The ordinance, introduced by Deputy Chief of Operations Clay Fetters of the Victoria Police Department, creates child safety zones around city parks, recreation centers, public and private schools, childcare facilities and other areas identified as places children gather. Fetters said the city currently has no ordinance that limits where registered sex offenders who are no longer on parole or probation can live.

"Once the offenders who are required to register are off parole or probation, there's nothing that prevents them from living across the street from the school or anywhere else that children congregate," Fetters said. He told council staff had identified roughly 100 registered offenders living within the proposed zones and that the department observed a 45% increase in registered offenders in the city from 2021 to 2024, with 92% of those registrations involving convictions with minors.

Fetters said those who currently live inside a proposed child safety zone would be grandfathered into their residence, but would have to comply with the ordinance if they move. He also told council staff plan to add public education resources on the police department website and establish an enforcement process if the ordinance is adopted.

Council members discussed other possible locations to include in the zones during debate, such as skating rinks or places of worship. City staff said they conducted a risk analysis and narrowed the list to facilities they consider "defendable and supportable" under existing legal precedent, and that some categories (for example, places of worship) raised potential constitutional issues they were not prepared to risk in this iteration.

"We tried to narrow it down to what we felt like we know will stand up," said a staff attorney during discussion, describing legal review and past court challenges in other jurisdictions.

Public comment included a request from resident Lisa Gertje, a sexual-assault advocate and survivor, who urged the council to set a 1,000-foot buffer from playgrounds, day cares and schools (she said in public comment she preferred 1,000 feet rather than the 500-foot distance she initially referenced). Councilmembers noted public comment and staff analysis informed their deliberations but did not change the proposed 1,500-foot distance on first reading.

After the public hearing, a council motion to adopt the ordinance passed; the minutes record only a verbal aye vote and no roll-call tally.
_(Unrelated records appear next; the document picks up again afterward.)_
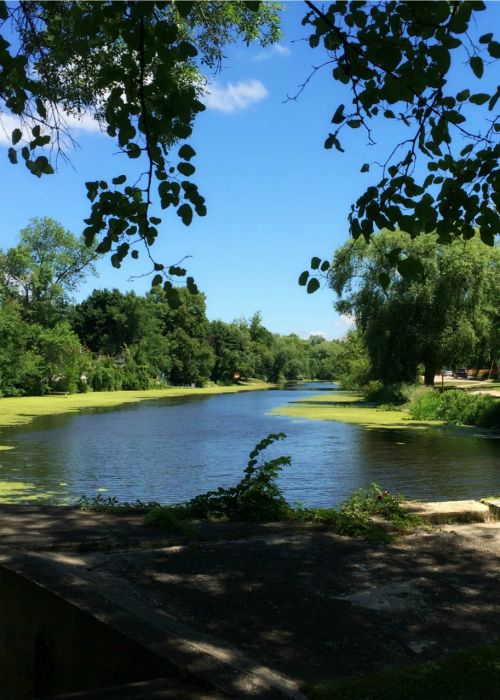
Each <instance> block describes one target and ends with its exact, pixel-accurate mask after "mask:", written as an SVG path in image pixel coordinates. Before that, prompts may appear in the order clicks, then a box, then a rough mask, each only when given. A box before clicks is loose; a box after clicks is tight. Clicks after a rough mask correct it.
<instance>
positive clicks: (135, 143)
mask: <svg viewBox="0 0 500 700" xmlns="http://www.w3.org/2000/svg"><path fill="white" fill-rule="evenodd" d="M127 155H128V157H129V158H139V157H140V155H141V149H140V148H139V146H138V145H137V144H136V143H129V145H128V146H127Z"/></svg>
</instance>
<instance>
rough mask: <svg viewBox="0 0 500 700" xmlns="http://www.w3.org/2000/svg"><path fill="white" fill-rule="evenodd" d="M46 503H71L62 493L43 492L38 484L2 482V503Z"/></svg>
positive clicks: (55, 492) (0, 482)
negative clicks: (61, 493) (64, 496)
mask: <svg viewBox="0 0 500 700" xmlns="http://www.w3.org/2000/svg"><path fill="white" fill-rule="evenodd" d="M28 501H29V502H32V501H35V502H44V503H55V502H57V503H58V504H59V505H63V504H64V503H70V502H71V499H70V498H65V497H64V495H63V494H61V493H60V492H58V493H56V492H55V491H43V490H41V489H40V487H38V486H37V485H36V484H31V483H29V482H27V481H0V503H26V502H28Z"/></svg>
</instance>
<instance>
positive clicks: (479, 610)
mask: <svg viewBox="0 0 500 700" xmlns="http://www.w3.org/2000/svg"><path fill="white" fill-rule="evenodd" d="M468 527H469V529H468V530H467V533H468V535H467V537H462V536H461V535H460V534H458V533H457V532H455V531H441V532H435V533H432V534H428V533H417V534H413V535H411V536H406V537H404V538H401V539H400V540H399V541H398V542H396V543H393V544H391V545H387V544H374V543H368V542H364V541H357V540H352V539H349V538H342V537H339V536H337V535H335V534H333V533H331V532H328V531H326V530H323V531H321V530H319V529H316V528H302V529H297V528H296V527H295V528H287V526H281V525H280V526H274V527H273V526H270V527H269V528H266V527H262V526H261V527H260V528H253V527H252V526H244V527H243V526H240V527H239V528H236V529H235V530H233V528H232V526H231V525H226V526H222V527H221V526H218V527H215V528H214V529H213V530H211V528H205V531H204V532H203V533H202V536H204V537H206V538H207V540H206V541H203V540H199V541H198V542H196V543H192V544H187V545H180V546H173V547H163V548H155V549H150V550H133V551H131V550H127V551H110V552H107V553H90V554H84V555H82V554H79V555H78V557H75V558H74V560H72V557H71V555H67V554H65V557H64V567H66V568H68V567H69V568H72V567H73V568H74V569H75V570H76V571H77V572H78V575H79V576H81V577H83V578H85V579H87V580H88V581H89V582H91V583H92V588H93V589H94V590H96V591H100V592H101V593H104V595H107V596H108V597H111V598H114V600H115V601H116V602H117V603H119V604H120V605H123V606H125V607H127V608H128V609H129V610H131V611H134V610H135V611H141V610H142V611H143V612H144V611H145V610H148V611H150V612H151V613H153V614H154V611H155V610H156V611H158V612H161V614H166V615H168V616H170V617H173V618H176V619H178V620H180V621H182V623H183V624H184V625H187V626H188V627H189V628H191V629H196V630H199V631H200V632H202V633H203V635H206V636H207V635H208V636H207V637H206V638H208V639H212V640H214V642H216V643H217V644H219V645H220V644H222V645H223V644H228V645H230V646H231V647H234V648H237V649H239V650H240V651H241V652H242V653H243V654H244V655H245V657H247V658H249V659H252V661H253V662H254V663H255V665H256V667H259V666H261V665H262V666H266V667H271V668H272V669H274V670H276V671H278V672H279V673H281V674H284V675H286V676H288V677H289V678H291V679H294V680H296V681H299V682H302V681H306V680H318V679H322V678H331V677H336V676H339V677H340V676H346V675H351V674H357V673H367V672H370V671H376V670H379V669H382V668H386V667H389V666H398V665H403V664H411V663H416V662H418V661H421V660H426V659H431V658H434V657H436V656H442V655H444V654H446V653H447V652H451V651H453V650H456V649H459V648H463V647H466V646H468V645H474V644H478V643H481V642H484V641H486V640H488V639H491V638H493V637H495V636H496V635H497V634H498V627H499V624H500V599H499V597H498V593H497V587H496V581H497V578H498V563H499V562H498V537H499V530H498V526H496V527H491V526H490V527H489V529H484V528H483V529H481V526H479V525H478V526H468ZM474 527H476V528H478V529H477V530H474ZM471 533H475V534H471ZM48 556H51V557H52V559H53V558H54V555H53V554H52V555H48ZM141 614H142V613H141Z"/></svg>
The ordinance language states the restricted areas and creates enforcement provisions; it also allows exceptions and establishes the grandfathering rule for residents who already live inside a proposed child safety zone. The city attorney and police department told council they reviewed municipal models from other Texas cities and legal rulings that have supported similar ordinances. The ordinance does not create a retroactive eviction provision for current residents.

Councilmembers and staff said the city will publish maps and explanatory materials if the ordinance takes effect and will work to educate landlords and the public on compliance steps.

The council approved the ordinance at the Jan. 28 meeting.